営業理論

「営業」を一括りに捉える落とし穴

なぜ「営業」が転職で成功/失敗するのか

あなたの周りで、トップセールスマンと呼ばれていたが、転職をきっかけに全く売れなくなった人はいませんか?また反対に、あまり活躍していなかった営業パーソンが、転職先で好成績を挙げたことを耳にしたことありませんか?

なぜ、このようなことが起こるのでしょうか。

確かに、転職は生活環境や人間関係が大きく変わるためそれらの影響がないとはいえないでしょう。しかし、転職を契機に一変する営業パーソンは少なくなく、その頻度は他の職種と比較して多い傾向にあります。

結論から言えば、これらの原因は、「異なる職種に転職したこと」にあります。表層的には同じ営業職での転職ですが、実は別の仕事内容をしているのです。そのため、前職ではうまくいった/いかなかったにも関わらず、現職では逆にうまくいかなった/うまくいったというようなことが発生していたのです。

営業と一言で言っても仕事内容は異なります。企業の問題を捉え解決に導くような営業もあれば、関係各者との間で納期や数量を調整するコーディネーターのような営業もあります。
にもかかわらず、営業は今日まで一括りに考えられてきました。

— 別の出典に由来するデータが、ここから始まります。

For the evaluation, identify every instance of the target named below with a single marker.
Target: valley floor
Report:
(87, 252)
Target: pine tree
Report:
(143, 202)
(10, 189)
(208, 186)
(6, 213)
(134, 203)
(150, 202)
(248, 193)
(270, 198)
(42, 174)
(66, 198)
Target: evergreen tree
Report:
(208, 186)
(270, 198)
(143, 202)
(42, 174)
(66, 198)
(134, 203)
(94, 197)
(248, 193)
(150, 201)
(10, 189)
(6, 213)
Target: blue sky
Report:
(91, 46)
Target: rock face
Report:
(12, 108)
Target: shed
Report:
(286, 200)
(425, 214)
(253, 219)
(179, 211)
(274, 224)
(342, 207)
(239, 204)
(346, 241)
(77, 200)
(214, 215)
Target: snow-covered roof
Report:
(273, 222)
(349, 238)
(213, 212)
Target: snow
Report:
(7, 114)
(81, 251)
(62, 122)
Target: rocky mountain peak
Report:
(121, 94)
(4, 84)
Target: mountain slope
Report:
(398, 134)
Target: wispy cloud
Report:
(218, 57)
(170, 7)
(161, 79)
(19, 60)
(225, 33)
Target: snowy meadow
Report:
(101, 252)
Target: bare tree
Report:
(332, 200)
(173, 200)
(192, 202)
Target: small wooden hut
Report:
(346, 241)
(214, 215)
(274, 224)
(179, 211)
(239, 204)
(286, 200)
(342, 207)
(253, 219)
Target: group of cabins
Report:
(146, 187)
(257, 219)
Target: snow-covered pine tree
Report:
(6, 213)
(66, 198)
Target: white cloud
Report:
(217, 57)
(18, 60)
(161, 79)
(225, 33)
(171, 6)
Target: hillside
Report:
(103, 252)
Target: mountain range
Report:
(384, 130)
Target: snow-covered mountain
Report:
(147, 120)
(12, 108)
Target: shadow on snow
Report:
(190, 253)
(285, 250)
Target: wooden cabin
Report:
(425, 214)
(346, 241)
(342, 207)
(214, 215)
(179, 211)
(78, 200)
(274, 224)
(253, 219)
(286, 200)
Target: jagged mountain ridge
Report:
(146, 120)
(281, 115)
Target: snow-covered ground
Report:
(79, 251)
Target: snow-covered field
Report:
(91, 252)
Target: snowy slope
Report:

一部、提案営業やルートセールスなどの言葉を用いて、分類を試みたものはありますが、営業全体を体系的に整理された理論は、世の中に未だ存在していません。

そのため、自身の営業分類を適切に把握することなく、転職やスキル育成が行われることとなり、結果として今まで培った営業スキルが活かしきれない、学んだスキルが活用出来ないといった状況を引き起こすことになってしまいます。

また、これらのことは現場の営業パーソンが思うように成果を出せず、疲弊してしまうことにも繋がりますし、企業レベルで見た場合には、受注の伸び悩み、成長の鈍化を招く原因ともなってしまいます。

だからこそ、「営業」を分類して捉えることが必要なのです。

分類は的確な対策を可能にする

では、なぜ分類が必要なのか、分類することによってどういった効用が生まれるのか。
少し目先を変えて、「陸上選手」を例に見ていきましょう。

目の前に陸上選手が現れ、思うように記録が伸びないと相談された場合、あなたはどのようなアドバイスをしますか。

  • 体力トレーニングを薦める
  • メンタルを鍛える
  • 実践練習を増やす
  • テクニックを磨く

色々なアドバイスがあると思いますが、まずは陸上の「種目」を確認するのではないでしょうか。「陸上選手」と言っても、100m選手とマラソン選手では、記録が伸び悩む原因も適切な対策も変わってきます。

【パターン①】
100mの選手がスタートダッシュからのトップスピードに至るまでの時間がかかり悩んでいる場合:スタートのフォームや足の入りの矯正を行う

【パターン②】
マラソン選手で終盤にペースダウンが発生してしまう場合:スタミナが継続できるように心肺機能のトレーニングを行う

このように分類して考えることで、より正確に現状や原因を把握でき、的確な対策を行うことができるのです。「陸上競技」に対する対策と、「100m走」に特化した対策では、後者が成果につながりやすいのは容易に想像できるでしょう。

分類のない特殊な「営業」

一方、これを「営業」に置き換えるとどうでしょう。
取引先や友達の営業パーソンから「売れない」と相談されたとき、適切な分類がされることなく、アドバイスや対策が語られています。また、書店に並んだ本を見ても「営業」という一括りで対策やテクニックが紹介されています。

それにより、適さない分類の本を読み、実践しているケースが少なくありません。

このように、「営業」と一括りに捉えられることで様々な問題が生まれています。「陸上選手」というカテゴリ範囲が広すぎるのと同様、「営業」というカテゴリも指し示す内容が多岐にわたり、分類して扱うことが必要です。

営業が特殊であることはマーケティング領域における職種である「マーケター」と比較してもわかります。「マーケター」の世界では、利用媒体によって業務内容が大きく異なるため、WEBマーケターやメディアマーケターなど細分化して扱われるのが一般的です。「マーケター」と一括りで捉える人は、むしろマーケティングをよく知らない者として見られます。

そのため、営業職として求人を出す営業に比べ、マーケティングの職種ではWEBマーケターやメディアマーケターなど、明記された求人を多く見かけます。

このように、当たり前のように分類されて考えられる「陸上選手」や「マーケター」ですが、「営業」の世界では分類されない状況がまかり通っているのです。